The standard deviation has now shrunk considerably (from 0.0143 to 0.00696). We can see it below in comparison to our 20 original 1,000 trial cycles.

Utilising our new stats, we can say that there is a 87.5% probability that a 23-group has an "above even" success rate.

In this case, it seems very fortunate that our group-pair determining function was fast enough to run our simulations within a reasonable timeframe, in order to obtain a roughly satisfactory confidence bounds (we might up the number of trials for increased certainty).

More complex scenarios, however, would require more complex functions and such speed loss could require reductions in capacity to have such confidence in our decisions.

Also, the whole "above even chance" is completely arbitrary. If instead of 50%, the threshold could have been something much closer to the detail of a 23-sized groups actual success_percentage (for example "above or below 50.72%?"). Then, we would not have been able to run enough trials to obtain an answer with certainty at that level of detail.

But onto the practical business applications.

With A/B testing, you are often trying to estimate the effect that a specific change will bring (in contrast to a control or alternative). Presenting a point estimate (eg increase click-through by 20%) with confidence bounds allows the uncertainty to also be conveyed. And to reveal that our estimate of the true (unseeable) effect is really a distribution.

Presenting a distribution, rather than a point estimate allows for some rough follow-up assessment of our estimates. With all things being equal (in the behaviours of customers), if the actual effects should end up being outside our bounds on a consistent basis, it might be worth taking a second look at our processes.

If you would like to see my code, I have published a gist.

GitHub Gist: instantly share code, notes, and snippets.

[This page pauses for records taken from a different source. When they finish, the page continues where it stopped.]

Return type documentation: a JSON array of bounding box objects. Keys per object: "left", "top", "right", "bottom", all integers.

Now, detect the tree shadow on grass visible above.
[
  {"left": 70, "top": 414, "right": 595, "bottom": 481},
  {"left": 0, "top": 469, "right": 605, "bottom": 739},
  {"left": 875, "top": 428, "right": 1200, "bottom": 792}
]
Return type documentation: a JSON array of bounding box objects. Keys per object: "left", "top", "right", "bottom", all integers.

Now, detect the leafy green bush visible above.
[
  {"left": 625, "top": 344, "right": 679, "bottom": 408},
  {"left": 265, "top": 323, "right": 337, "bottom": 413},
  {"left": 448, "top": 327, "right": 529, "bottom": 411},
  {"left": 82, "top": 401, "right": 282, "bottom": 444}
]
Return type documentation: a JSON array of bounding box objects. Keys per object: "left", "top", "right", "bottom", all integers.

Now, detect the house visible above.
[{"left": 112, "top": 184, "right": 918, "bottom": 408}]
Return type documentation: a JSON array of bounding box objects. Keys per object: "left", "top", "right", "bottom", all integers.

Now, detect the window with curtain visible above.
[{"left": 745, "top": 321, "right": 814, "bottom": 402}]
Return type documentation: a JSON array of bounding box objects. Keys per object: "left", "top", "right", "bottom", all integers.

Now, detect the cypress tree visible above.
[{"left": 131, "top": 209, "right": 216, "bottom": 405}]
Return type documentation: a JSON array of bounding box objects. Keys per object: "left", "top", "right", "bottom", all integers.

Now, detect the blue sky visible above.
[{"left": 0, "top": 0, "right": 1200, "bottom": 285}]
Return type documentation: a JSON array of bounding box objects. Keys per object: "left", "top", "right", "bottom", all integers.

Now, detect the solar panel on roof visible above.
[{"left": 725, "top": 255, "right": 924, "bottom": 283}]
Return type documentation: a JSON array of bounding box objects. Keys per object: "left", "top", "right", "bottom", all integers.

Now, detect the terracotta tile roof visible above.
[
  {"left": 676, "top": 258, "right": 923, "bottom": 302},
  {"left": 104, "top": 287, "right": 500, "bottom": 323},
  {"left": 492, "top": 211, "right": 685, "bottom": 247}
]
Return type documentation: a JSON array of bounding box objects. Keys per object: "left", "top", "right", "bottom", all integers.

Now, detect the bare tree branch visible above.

I hope this has been a relatively clear and useful walkthrough of a statistical problem I found interesting. I am very happy to receive feedback on any areas that might not be "statistically sound."

I also get the feeling that this discussion has been teetering very closely to the concept of Baysian A/B testing (so hot right now). So I think I will go and consult my much wiser friends to get their insights (and possibly write a follow up). Thanks for reading.